• Wayfarer
    22.6k
    Secular humanism is unavoidably conditioned by underlying prejudices, such as the idea that life is a consequence of blind physical laws. I've read a lot of the literature and it doesn't move me, although it has its place in civil society.
  • Bradskii
    72
    Secular humanism is unavoidably conditioned by underlying prejudices, such as the idea that life is a consequence of blind physical laws.Wayfarer

    How we got here has no impact whatsoever on determining a sense of morality from a secular viewpoint. And 'prejudices'? A position not based on reason? I think not.

    And in any case, the very fact that the term is secular humanism should make it clear that we are discounting any divine imprimatur on moral positions. And if we are not here by divine fiat, then how else did we get here other than a consequence of disinterested physical laws?

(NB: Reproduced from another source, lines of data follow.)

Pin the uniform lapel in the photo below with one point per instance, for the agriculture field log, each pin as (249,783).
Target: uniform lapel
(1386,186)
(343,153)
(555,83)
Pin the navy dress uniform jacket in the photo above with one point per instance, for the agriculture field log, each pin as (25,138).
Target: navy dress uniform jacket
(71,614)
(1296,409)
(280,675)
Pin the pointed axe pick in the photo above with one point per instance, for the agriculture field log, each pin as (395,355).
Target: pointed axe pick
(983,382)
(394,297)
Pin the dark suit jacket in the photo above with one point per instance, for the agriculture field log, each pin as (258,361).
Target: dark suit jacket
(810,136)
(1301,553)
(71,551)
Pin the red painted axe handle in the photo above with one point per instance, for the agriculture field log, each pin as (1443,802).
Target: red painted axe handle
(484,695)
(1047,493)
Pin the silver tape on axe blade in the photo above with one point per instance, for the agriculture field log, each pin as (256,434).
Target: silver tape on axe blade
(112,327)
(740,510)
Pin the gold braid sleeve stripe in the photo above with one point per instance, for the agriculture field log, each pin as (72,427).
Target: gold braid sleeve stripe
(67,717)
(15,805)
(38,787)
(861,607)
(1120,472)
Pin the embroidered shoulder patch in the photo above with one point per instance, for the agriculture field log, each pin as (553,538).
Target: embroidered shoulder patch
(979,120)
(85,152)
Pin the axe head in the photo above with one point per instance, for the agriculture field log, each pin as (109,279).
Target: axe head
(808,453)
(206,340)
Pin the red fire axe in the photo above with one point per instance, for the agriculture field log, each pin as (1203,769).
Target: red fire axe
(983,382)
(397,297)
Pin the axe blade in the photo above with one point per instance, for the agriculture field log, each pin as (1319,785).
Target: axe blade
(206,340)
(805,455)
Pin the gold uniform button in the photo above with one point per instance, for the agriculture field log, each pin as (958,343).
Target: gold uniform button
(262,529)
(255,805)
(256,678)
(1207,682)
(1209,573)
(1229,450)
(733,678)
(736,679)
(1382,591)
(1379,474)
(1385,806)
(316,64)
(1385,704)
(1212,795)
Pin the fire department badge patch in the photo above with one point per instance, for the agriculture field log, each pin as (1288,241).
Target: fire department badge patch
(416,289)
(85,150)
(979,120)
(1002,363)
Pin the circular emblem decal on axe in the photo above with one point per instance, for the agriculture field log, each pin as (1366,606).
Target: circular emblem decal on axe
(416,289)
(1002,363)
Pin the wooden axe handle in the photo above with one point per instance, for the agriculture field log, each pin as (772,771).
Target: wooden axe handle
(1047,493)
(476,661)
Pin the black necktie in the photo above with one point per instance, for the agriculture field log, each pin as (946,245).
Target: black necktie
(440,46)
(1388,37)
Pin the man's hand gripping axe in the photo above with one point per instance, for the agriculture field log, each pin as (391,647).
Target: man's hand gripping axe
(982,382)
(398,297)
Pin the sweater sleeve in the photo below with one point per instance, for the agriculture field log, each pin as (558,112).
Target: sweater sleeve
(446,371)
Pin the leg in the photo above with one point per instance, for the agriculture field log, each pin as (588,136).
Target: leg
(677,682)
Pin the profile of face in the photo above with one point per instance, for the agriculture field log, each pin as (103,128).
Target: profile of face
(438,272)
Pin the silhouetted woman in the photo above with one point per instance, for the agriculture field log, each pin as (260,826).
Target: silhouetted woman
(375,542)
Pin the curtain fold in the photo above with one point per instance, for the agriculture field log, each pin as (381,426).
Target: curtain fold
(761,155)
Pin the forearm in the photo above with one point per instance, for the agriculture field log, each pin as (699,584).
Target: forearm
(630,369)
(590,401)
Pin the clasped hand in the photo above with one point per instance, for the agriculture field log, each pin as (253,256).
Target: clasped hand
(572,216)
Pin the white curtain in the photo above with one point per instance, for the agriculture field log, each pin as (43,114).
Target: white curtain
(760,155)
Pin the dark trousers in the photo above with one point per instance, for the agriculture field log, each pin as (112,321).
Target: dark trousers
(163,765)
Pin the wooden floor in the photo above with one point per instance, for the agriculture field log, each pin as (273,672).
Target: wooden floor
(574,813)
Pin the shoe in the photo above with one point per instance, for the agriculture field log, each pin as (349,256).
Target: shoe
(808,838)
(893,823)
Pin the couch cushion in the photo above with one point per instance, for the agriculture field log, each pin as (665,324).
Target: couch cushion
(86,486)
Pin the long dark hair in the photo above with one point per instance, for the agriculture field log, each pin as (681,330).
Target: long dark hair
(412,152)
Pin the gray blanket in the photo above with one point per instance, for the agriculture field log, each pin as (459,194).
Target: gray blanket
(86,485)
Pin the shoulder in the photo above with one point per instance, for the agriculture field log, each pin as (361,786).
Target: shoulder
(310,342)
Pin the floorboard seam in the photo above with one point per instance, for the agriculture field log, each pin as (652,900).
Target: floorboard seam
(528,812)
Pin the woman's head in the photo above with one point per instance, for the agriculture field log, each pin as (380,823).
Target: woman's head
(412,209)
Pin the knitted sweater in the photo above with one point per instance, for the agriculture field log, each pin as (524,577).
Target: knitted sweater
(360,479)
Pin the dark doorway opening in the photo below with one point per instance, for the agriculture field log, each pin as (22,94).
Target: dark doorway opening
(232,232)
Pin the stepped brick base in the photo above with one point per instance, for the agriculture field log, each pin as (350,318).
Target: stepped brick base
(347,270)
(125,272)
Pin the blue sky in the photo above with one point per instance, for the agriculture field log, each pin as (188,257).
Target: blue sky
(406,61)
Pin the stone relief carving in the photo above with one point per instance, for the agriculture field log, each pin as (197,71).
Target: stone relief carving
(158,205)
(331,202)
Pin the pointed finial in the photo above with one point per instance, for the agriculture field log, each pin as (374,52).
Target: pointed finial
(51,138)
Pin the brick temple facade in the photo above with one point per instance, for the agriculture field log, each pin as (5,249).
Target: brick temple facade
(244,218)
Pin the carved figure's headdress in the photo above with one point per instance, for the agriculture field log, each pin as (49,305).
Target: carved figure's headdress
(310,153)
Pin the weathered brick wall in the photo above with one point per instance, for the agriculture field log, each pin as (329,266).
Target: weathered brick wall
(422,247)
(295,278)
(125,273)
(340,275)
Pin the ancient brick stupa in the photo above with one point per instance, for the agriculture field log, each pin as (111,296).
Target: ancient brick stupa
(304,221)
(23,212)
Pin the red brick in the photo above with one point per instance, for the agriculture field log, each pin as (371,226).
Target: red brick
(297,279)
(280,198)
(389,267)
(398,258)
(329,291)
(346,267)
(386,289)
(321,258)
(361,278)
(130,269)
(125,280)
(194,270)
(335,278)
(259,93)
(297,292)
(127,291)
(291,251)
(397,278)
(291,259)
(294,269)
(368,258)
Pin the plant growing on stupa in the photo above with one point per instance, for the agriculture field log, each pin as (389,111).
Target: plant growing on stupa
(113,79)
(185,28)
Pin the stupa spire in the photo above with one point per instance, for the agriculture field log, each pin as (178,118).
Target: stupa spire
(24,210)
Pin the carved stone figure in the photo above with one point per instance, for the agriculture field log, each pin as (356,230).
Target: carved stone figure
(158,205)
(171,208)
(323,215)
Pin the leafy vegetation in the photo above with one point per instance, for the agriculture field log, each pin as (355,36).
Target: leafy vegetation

    You've two options for morality. Religiously based - hence we were created for a purpose. Or secular. In which case we weren't.
  • Wayfarer
    22.6k
    You've two options for morality. Religiously based - hence we were created for a purpose. Or secular. In which case we weren't.Bradskii

    My case stands.
  • Bradskii
    72
    My case stands.Wayfarer

    'Cept the prejudice bit. Otherwise we agree. Yay for blind physical laws!
  • T Clark
    13.9k
    And yes, it's just a description.Bradskii

    Doesn't seem like you and I disagree much. Things don't have to follow a scientific law, it just so happens they do.
  • Vera Mont
    4.3k
    General question:
    When people talk about "the jungle" and how horrible animals are to one another, they usually cite predators and prey - an then compare that behaviour to humans treating other humans as prey.
    In fact, social animals never treat their own species the way humans do. They may fight over mates and territory; they may kill the offspring of a rival male, but they could never have invented the rack or the electric chair. Human law, religious or secular, has never, until the last couple of centuries, shown much regard for other species - not to the harvesting of food animals, the living conditions of draft animals or fairness in the pursuit of game animals (concepts entirely foreign to a hyena, though hyenas are not paragons of predator virtue).
    I don't see how human law can be compared favourably with natural law.
  • magritte
    553
    I don't see how human law can be compared favourably with natural law.Vera Mont

    Although I don't think you can demonstrate either a universal natural law of animal behavior nor that the laws in your country are the same as in mine, I agree with the gist of your point about people being morally worse than many other social animals when it comes to the treatment of their own kind. One major factor making for the difference is the shift from a fight for survival in animals to competition for higher social standing for people. We are competing for power, money, or prestige in the eyes of other people.
  • Wayfarer
    22.6k
    Can any animals be described as morally worse, or morally better?
  • Vera Mont
    4.3k
    It wasn't a question of better or worse morals; it was a question of unequal comparison. When people compare the Law of the Jungle unfavourably to the Rule of Law, they are comparing how animals treat other species with how we treat our own species. Apples/watermelons.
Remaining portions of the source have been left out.